In an age where digital communication defines so much of our daily lives, it’s important that young people have the skills and knowledge to build a social media presence, and to maintain one as they enter the work force.
Young people are embracing Facebook, Twitter and texting as their primary means of communication. This gives them an edge when being hired for jobs requiring social media skills, but it also leads to pitfalls as how they communicate about their lives has to adapt to the new circumstances. As many people have pointed out over the last few years, the instantaneous nature of social media is both a blessing and a curse.
What happens if you are a new professional, used to sharing your entire life on Facebook or Twitter? All of a sudden there are constraints on how you can communicate, and what you can communicate about. Just posting “my opinions are my own” does not absolve you of any responsibility for professionalism. Your employer also employs your reputation. If you can’t be responsible on social media, you probably aren’t going to be an asset to your employer.

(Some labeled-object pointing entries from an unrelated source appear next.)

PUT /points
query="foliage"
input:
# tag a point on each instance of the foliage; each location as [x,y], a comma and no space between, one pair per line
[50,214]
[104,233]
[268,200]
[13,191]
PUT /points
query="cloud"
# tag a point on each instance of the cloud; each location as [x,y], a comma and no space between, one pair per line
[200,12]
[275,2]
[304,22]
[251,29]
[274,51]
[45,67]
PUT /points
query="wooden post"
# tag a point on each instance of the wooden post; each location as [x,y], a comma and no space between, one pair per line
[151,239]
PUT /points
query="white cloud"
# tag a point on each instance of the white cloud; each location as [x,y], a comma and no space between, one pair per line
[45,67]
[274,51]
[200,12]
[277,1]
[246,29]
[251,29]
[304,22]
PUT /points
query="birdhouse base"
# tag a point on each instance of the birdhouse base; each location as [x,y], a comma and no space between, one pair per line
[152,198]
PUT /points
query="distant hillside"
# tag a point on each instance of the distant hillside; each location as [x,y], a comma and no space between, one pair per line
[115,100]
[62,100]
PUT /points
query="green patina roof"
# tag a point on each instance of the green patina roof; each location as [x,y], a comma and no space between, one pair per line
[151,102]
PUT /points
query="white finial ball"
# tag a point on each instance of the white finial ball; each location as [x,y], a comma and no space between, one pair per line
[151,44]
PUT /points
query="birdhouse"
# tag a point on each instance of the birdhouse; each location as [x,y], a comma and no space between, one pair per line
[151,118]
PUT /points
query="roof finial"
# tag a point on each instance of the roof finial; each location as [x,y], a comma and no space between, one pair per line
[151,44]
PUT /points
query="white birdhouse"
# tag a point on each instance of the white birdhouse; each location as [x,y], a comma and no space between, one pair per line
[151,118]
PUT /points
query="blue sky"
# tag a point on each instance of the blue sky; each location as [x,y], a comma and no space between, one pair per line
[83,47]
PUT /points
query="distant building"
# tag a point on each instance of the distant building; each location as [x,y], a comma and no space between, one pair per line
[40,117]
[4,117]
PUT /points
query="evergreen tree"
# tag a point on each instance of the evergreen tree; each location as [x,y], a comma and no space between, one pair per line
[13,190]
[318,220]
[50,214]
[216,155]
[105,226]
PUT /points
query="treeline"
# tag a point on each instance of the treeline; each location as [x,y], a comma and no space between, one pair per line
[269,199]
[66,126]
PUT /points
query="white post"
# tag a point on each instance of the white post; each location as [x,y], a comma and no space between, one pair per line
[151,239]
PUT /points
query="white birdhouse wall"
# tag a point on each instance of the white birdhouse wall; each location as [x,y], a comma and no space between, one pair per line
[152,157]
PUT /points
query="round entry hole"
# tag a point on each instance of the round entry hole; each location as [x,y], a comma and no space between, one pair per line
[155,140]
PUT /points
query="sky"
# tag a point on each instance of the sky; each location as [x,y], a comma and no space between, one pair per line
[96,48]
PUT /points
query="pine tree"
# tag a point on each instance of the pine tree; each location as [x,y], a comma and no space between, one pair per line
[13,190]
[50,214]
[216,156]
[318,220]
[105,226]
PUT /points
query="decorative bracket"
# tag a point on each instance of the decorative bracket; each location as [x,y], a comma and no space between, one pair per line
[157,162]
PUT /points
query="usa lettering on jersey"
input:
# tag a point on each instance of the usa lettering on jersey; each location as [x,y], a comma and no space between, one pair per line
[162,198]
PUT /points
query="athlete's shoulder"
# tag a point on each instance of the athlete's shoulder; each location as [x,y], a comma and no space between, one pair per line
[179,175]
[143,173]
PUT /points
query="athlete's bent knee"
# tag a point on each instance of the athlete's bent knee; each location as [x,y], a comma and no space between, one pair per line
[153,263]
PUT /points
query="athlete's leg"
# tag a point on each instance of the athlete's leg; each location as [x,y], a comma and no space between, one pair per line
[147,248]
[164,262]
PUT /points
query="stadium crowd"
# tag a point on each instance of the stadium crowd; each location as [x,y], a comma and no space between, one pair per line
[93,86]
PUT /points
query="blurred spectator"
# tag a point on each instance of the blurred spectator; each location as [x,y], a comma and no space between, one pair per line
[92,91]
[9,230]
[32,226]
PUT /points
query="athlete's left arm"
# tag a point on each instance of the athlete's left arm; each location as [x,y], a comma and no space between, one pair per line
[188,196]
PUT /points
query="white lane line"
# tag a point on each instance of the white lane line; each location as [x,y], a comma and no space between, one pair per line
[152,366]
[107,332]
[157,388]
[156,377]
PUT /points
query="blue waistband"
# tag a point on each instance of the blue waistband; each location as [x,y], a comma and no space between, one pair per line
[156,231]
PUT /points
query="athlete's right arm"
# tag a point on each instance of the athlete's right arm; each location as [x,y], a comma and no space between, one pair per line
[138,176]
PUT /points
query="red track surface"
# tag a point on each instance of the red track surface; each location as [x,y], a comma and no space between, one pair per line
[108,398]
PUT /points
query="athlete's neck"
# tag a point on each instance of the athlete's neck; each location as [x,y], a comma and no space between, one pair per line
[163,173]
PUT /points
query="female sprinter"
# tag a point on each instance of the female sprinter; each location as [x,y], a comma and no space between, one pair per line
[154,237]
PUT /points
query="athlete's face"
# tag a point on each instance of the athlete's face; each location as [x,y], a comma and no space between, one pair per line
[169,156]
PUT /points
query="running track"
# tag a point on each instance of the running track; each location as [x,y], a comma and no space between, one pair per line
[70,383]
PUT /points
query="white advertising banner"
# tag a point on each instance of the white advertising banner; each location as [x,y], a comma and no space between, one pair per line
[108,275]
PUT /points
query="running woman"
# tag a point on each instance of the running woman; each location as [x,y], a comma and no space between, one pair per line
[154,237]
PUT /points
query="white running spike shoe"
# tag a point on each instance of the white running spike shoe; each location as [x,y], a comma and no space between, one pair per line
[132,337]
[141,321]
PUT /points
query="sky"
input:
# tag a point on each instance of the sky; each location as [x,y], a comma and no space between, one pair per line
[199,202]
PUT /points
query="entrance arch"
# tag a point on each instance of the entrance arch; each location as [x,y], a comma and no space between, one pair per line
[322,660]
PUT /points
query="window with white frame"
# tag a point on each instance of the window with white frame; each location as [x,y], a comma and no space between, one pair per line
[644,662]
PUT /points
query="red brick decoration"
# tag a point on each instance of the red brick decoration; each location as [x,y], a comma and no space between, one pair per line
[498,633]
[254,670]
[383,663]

So how can you ensure your social media presence doesn’t get you into trouble? Here are a few simple starting tips for young PR professionals:
Communication is a two-way street.
I spend a lot of time talking about implying and inferring. Implying means what the person talking is trying to say, while inferring is what the person listening thinks they are saying. Often, what someone infers is very different to what the speaker was implying. This is when communication becomes a problem. Make sure you say things clearly so that there will be no misunderstandings. In the end, it’s what is inferred that matters the most, not what you meant to say.
If you aren’t sure if it’s appropriate, it probably isn’t.

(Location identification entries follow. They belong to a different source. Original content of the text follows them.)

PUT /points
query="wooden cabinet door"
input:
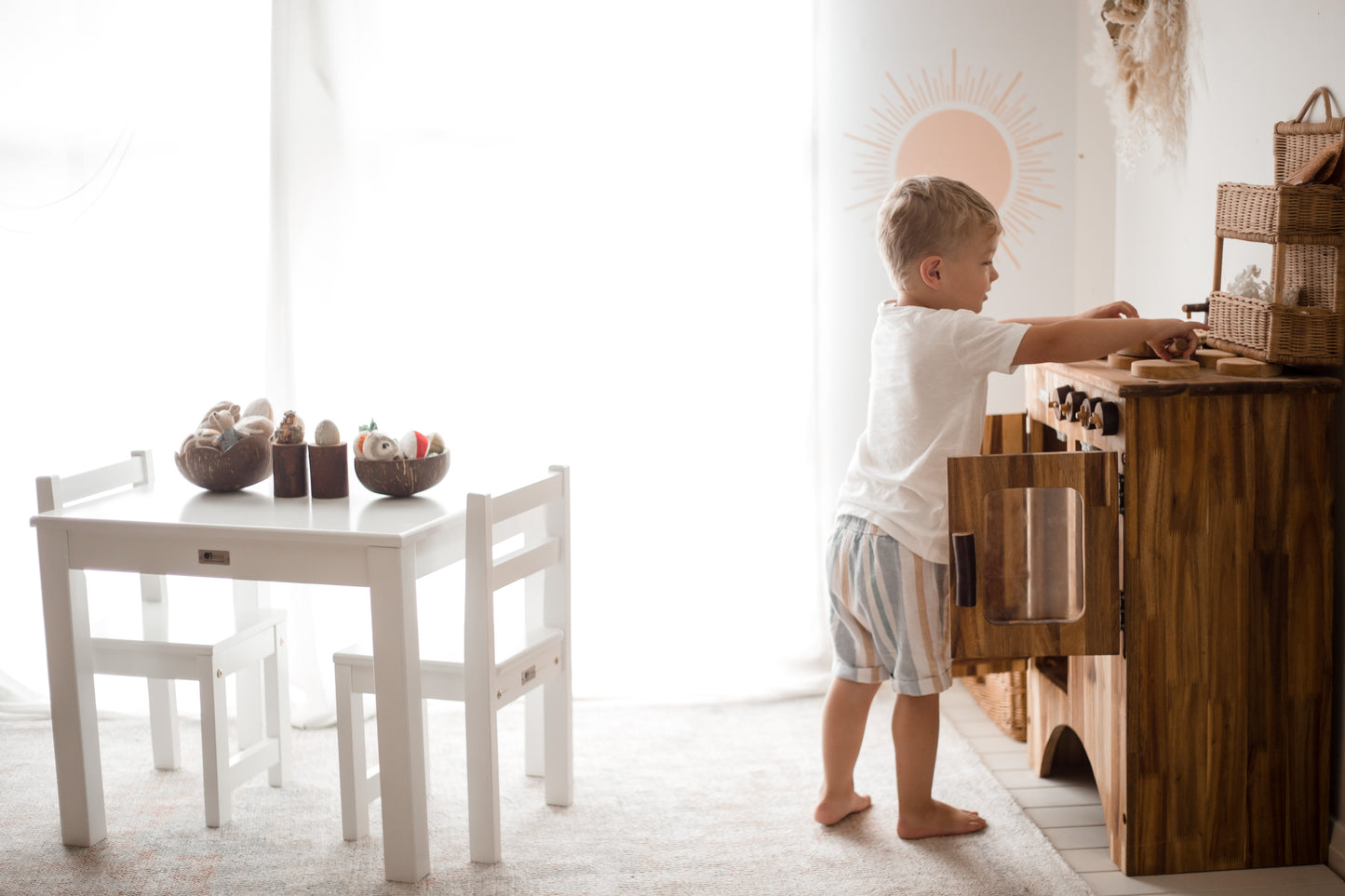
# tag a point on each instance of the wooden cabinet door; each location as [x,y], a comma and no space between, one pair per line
[1034,566]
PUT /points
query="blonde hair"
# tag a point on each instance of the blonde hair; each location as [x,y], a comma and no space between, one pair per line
[930,216]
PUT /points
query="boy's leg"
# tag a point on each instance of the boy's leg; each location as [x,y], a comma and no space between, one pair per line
[843,715]
[915,735]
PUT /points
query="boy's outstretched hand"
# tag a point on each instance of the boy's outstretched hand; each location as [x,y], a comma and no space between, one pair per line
[1176,328]
[1111,310]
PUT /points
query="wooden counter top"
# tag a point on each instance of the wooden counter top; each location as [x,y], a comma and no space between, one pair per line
[1097,374]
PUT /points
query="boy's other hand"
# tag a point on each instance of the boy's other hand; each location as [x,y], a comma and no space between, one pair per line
[1112,310]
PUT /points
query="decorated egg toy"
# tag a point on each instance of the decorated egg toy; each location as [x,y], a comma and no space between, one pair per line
[289,431]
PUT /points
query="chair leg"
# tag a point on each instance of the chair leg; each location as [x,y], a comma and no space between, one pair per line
[534,715]
[163,693]
[483,781]
[214,742]
[425,727]
[276,672]
[559,738]
[350,748]
[248,685]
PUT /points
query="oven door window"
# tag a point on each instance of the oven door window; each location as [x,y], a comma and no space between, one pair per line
[1033,558]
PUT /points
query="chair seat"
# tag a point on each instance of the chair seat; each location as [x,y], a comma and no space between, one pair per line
[167,657]
[174,660]
[541,513]
[446,679]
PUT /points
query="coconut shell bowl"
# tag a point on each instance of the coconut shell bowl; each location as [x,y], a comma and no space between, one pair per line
[245,463]
[402,476]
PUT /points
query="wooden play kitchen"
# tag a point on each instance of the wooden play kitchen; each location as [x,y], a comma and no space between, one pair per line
[1163,555]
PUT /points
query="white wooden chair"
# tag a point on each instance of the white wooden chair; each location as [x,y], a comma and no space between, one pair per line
[543,512]
[260,636]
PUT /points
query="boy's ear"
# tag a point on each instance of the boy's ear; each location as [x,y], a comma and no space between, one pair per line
[931,272]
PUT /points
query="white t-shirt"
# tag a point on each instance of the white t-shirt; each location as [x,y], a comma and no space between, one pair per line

Err on the side of caution. Going back to tip #1, if you think someone might take it the wrong way, then don’t post it. Read every post over. Could it be misunderstood? Are you unsure if it’s OK to post? If the answer is yes to either, rewrite it or simply don’t post it. Employers expect you to be professional; this means thinking about the consequences of your actions.
It’s never OK to talk about your clients or your boss.
Simple. Whether it be praising them or criticizing them, it’s never appropriate. Think about tips #1 and #2. What will your boss think the reasons for your post are? What will your clients think? They hired you for your professionalism and trustworthiness—don’t make them think you’re not.